For too long, security leaders have been forced to act like police chiefs, chasing down individual violations across a chaotic landscape. Platform engineering allows us to become city planners. We can design a modern, efficient, and secure metropolis where developers have the freedom to build amazing things, knowing that the infrastructure, the supply chains, and the emergency services are all designed to keep them safe by default.

It’s time to stop chasing developers. It’s time to build the road.

To further enhance your cloud security and implement Zero Trust, contact me on LinkedIn Profile or [email protected].

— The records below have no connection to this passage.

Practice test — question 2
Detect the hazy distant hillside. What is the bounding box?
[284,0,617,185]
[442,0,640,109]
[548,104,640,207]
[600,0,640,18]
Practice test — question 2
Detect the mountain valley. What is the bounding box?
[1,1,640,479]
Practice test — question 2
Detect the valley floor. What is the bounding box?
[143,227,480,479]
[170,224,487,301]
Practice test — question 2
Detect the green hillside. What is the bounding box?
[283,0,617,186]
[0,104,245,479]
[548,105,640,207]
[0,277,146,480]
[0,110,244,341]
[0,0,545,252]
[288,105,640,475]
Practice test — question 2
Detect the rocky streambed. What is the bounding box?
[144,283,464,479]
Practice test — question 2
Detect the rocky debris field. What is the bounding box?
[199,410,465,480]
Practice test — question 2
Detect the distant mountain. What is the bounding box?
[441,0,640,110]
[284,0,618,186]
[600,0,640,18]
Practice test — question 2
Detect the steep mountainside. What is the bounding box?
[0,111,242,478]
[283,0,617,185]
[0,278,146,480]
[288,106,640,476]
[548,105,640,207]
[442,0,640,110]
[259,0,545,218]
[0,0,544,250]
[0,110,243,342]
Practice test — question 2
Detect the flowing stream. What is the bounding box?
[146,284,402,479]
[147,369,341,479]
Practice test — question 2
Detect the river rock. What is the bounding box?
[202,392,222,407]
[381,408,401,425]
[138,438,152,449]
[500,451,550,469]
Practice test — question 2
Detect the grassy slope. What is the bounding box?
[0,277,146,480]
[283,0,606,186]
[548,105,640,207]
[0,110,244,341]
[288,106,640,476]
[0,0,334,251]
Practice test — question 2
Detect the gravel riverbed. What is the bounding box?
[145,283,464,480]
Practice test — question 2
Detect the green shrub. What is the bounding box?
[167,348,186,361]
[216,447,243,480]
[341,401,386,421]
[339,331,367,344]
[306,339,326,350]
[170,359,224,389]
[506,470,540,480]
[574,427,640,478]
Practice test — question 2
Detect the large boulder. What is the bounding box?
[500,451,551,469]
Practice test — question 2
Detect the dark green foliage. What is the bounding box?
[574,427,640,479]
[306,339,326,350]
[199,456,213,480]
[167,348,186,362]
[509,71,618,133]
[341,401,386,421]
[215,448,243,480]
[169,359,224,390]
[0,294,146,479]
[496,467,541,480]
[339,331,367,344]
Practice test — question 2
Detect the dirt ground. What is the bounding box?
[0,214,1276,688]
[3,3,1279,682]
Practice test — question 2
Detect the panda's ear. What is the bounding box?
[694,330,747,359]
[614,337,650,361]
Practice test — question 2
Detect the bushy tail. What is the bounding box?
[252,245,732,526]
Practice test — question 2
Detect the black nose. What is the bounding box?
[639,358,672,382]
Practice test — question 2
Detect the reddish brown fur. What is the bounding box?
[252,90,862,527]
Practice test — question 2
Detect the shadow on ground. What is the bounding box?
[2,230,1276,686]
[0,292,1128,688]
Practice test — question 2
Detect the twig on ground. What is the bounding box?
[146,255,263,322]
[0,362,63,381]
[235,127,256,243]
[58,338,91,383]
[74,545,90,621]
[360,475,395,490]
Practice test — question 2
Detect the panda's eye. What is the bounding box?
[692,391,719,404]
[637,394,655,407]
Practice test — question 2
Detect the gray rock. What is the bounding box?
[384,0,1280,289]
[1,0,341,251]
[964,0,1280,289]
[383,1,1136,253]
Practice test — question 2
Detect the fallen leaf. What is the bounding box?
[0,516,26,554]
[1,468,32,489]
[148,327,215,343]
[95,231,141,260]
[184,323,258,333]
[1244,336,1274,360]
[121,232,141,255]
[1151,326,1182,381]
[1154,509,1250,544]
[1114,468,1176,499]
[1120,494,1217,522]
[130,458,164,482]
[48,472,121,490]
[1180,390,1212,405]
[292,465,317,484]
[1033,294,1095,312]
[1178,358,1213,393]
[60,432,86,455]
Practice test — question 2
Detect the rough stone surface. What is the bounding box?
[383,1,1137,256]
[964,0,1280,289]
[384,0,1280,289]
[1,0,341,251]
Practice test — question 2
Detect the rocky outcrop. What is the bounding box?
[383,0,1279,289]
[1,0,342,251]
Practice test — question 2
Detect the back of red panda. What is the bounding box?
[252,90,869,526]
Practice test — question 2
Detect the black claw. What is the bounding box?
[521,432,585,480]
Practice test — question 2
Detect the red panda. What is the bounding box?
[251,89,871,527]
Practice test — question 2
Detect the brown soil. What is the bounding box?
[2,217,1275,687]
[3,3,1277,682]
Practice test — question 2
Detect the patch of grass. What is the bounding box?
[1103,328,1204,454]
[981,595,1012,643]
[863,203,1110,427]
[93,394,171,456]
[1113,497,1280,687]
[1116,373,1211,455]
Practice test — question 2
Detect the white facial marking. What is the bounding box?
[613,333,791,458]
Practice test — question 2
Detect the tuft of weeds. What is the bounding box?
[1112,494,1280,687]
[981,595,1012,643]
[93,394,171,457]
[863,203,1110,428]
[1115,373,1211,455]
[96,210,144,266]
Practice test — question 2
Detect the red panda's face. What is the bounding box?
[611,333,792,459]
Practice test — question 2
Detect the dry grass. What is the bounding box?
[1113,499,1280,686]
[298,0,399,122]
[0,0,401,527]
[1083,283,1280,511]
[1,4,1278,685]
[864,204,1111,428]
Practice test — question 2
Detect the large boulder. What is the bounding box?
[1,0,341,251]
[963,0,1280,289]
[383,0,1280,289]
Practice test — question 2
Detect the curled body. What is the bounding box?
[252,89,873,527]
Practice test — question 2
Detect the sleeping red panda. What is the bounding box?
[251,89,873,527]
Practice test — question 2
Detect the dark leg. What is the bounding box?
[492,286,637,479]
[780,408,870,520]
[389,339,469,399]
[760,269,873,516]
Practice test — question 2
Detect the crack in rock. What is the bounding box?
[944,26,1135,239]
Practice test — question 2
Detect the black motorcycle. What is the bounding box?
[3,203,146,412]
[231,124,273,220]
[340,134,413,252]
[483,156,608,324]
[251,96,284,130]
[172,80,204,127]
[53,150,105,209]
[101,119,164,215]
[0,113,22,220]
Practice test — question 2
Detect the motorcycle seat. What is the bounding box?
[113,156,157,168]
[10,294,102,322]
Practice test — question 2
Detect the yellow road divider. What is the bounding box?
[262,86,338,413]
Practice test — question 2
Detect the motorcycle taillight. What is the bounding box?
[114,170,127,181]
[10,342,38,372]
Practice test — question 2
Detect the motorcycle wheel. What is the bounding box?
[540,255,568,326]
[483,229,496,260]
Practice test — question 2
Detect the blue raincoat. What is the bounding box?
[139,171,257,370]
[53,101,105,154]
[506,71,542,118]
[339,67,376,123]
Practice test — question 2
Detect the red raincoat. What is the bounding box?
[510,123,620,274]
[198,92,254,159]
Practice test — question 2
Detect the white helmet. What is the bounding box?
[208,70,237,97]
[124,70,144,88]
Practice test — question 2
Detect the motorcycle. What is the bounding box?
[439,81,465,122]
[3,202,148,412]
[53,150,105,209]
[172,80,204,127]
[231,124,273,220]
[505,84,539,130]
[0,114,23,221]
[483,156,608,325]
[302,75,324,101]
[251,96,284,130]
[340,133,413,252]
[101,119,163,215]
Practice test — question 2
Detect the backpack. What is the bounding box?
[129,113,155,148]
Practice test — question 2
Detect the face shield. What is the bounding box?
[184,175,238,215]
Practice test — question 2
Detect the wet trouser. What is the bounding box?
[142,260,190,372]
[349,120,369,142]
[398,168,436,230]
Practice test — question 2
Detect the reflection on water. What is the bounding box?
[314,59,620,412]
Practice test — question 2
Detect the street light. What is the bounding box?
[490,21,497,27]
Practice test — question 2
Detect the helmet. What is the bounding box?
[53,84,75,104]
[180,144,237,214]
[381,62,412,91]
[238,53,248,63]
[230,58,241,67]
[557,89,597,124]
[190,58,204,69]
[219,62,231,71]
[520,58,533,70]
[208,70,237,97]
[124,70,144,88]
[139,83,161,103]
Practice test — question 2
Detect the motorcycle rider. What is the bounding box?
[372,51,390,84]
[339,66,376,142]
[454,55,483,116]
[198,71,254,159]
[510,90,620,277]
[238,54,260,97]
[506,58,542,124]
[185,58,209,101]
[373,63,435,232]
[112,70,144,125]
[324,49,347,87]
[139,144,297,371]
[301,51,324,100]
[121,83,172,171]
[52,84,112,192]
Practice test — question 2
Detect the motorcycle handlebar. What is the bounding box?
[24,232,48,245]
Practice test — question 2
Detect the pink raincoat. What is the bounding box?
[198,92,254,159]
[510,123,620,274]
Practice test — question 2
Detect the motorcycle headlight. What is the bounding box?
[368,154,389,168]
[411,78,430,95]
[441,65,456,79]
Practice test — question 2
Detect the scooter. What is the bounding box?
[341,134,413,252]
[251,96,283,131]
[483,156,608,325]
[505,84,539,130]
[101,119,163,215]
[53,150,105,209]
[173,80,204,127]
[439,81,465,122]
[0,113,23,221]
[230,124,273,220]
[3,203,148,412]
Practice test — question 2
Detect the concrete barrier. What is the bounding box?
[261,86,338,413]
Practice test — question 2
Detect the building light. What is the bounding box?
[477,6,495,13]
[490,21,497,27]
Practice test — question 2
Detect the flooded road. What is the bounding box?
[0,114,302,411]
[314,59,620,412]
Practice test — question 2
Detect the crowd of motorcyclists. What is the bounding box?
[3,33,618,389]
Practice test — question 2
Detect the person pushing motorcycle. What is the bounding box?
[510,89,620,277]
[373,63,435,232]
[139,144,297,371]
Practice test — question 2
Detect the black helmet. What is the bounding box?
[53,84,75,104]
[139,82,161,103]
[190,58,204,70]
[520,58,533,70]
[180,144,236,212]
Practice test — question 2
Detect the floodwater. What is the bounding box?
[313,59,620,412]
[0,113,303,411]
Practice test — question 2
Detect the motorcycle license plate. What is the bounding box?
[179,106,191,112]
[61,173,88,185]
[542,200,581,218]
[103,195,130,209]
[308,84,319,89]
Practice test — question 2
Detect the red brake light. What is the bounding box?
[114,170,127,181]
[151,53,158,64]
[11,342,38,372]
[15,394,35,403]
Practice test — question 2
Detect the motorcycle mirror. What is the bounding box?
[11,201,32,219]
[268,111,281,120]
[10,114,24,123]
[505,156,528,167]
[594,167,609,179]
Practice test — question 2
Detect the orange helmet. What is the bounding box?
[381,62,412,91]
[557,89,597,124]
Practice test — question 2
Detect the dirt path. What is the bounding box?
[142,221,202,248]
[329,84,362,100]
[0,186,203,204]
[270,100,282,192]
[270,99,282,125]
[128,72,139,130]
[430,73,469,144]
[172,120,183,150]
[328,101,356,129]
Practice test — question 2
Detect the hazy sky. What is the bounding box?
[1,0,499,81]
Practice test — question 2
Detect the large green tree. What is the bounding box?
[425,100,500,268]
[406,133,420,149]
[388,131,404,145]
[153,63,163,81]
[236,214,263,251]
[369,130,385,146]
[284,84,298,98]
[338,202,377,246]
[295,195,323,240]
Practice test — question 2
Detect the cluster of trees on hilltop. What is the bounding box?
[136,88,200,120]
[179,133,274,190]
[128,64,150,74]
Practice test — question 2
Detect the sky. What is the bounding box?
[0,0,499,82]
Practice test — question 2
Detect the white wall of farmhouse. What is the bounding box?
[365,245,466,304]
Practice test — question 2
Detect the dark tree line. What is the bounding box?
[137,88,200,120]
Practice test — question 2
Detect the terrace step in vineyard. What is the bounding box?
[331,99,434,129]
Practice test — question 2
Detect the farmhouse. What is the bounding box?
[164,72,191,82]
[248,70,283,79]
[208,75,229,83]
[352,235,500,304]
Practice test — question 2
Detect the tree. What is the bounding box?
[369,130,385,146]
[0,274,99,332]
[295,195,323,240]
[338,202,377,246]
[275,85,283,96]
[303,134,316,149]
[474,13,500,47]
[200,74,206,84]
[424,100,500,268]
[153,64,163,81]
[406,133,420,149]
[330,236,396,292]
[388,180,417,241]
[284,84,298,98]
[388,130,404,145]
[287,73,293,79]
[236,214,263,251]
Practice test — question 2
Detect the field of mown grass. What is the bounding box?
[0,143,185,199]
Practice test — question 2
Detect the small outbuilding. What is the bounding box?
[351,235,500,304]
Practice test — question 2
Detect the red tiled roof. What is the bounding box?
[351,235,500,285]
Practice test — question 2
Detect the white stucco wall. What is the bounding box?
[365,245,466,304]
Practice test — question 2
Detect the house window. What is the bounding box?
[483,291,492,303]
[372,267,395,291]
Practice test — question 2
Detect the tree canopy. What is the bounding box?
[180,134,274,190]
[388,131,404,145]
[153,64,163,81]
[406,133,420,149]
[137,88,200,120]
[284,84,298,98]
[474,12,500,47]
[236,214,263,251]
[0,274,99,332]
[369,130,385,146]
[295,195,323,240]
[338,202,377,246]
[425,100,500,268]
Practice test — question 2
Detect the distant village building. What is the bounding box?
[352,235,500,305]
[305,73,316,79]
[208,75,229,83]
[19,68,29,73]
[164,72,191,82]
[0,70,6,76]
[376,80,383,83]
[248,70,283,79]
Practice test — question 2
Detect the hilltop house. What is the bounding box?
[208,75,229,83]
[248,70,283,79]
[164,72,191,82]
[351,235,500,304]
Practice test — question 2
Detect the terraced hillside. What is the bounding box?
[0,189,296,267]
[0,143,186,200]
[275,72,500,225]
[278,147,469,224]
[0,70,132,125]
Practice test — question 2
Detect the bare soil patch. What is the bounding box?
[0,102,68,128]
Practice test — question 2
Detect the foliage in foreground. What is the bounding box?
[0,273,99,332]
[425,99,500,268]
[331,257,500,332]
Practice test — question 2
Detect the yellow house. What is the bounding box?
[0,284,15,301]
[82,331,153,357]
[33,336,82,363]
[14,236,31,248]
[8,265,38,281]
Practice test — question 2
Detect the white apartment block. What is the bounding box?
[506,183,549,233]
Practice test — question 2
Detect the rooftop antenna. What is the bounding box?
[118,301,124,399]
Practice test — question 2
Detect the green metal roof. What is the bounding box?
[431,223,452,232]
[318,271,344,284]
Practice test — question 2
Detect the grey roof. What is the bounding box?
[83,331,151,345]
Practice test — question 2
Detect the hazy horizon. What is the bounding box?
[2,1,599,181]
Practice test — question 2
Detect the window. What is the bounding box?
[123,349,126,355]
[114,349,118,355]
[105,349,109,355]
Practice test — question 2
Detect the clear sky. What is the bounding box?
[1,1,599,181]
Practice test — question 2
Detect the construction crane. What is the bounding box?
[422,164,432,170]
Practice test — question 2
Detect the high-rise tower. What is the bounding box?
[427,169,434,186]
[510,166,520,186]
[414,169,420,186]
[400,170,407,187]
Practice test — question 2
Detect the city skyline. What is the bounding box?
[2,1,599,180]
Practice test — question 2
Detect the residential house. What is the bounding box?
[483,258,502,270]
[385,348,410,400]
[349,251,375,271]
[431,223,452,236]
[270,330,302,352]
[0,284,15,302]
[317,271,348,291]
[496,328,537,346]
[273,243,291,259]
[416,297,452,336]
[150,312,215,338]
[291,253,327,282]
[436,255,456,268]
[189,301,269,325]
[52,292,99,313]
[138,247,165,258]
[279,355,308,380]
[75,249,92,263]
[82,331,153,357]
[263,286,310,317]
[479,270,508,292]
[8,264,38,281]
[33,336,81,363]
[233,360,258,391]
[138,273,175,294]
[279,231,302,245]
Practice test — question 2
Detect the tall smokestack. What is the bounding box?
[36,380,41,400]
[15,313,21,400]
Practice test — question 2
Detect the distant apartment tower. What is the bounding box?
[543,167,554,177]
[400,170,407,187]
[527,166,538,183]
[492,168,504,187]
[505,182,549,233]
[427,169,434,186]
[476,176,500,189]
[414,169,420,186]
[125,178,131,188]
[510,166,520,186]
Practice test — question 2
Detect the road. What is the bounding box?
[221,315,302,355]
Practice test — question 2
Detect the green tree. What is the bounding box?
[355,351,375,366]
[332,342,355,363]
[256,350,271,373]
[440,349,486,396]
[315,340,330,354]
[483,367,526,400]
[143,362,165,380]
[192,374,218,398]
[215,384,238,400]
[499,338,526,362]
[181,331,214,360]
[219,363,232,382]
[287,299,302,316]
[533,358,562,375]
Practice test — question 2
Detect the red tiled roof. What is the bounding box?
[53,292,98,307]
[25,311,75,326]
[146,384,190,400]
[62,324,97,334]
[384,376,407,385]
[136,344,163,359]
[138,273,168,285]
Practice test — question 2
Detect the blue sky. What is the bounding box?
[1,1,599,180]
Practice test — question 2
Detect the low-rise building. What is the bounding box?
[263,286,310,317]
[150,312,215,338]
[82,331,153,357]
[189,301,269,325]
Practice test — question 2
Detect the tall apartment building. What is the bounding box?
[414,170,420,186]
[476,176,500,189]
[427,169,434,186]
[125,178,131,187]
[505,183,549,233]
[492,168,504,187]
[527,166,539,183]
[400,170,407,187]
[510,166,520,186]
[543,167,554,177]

Secure Platform Engineering FAQ:

• Does Platform Engineering mean taking away developer choice? Not at all. A well-designed platform provides a “paved road” of curated, secure tools, but it should also allow for “dirt paths” or exceptions when necessary. The goal is to make the secure and compliant path the path of least resistance, so developers choose it because it’s the easiest and fastest way to get to production.
• How is this different from a traditional “shared services” model? While there are similarities, platform engineering is product-centric. The platform is treated as an internal product with developers as its customers. The focus is on providing a seamless, self-service developer experience, not just a collection of siloed tools that teams are forced to use.
• What is the most critical first step in building a secure developer platform? The most critical first step is cultural: getting buy-in from both development and security leadership. Technologically, building a secure, reusable CI/CD pipeline template with integrated security scanning (SCA, SAST) is often the highest-impact starting point.
• How does this model change the role of a security engineer? The role shifts from being a “code cop” who reviews pull requests and flags vulnerabilities to being a “platform architect” who builds and maintains the secure services, guardrails, and automated checks that are consumed by all development teams. It’s a more scalable and strategic role.
• What is the relationship between a Platform Engineering approach and a modern SOC? They are two sides of the same coin. The secure platform provides high-fidelity, context-rich telemetry (e.g., from runtime sensors and the unified cloud asset graph) to the SOC. This allows the SOC to move away from chasing low-context, noisy alerts from a traditional SIEM and focus on detecting and responding to complex, real-world threats that target the cloud-native environment.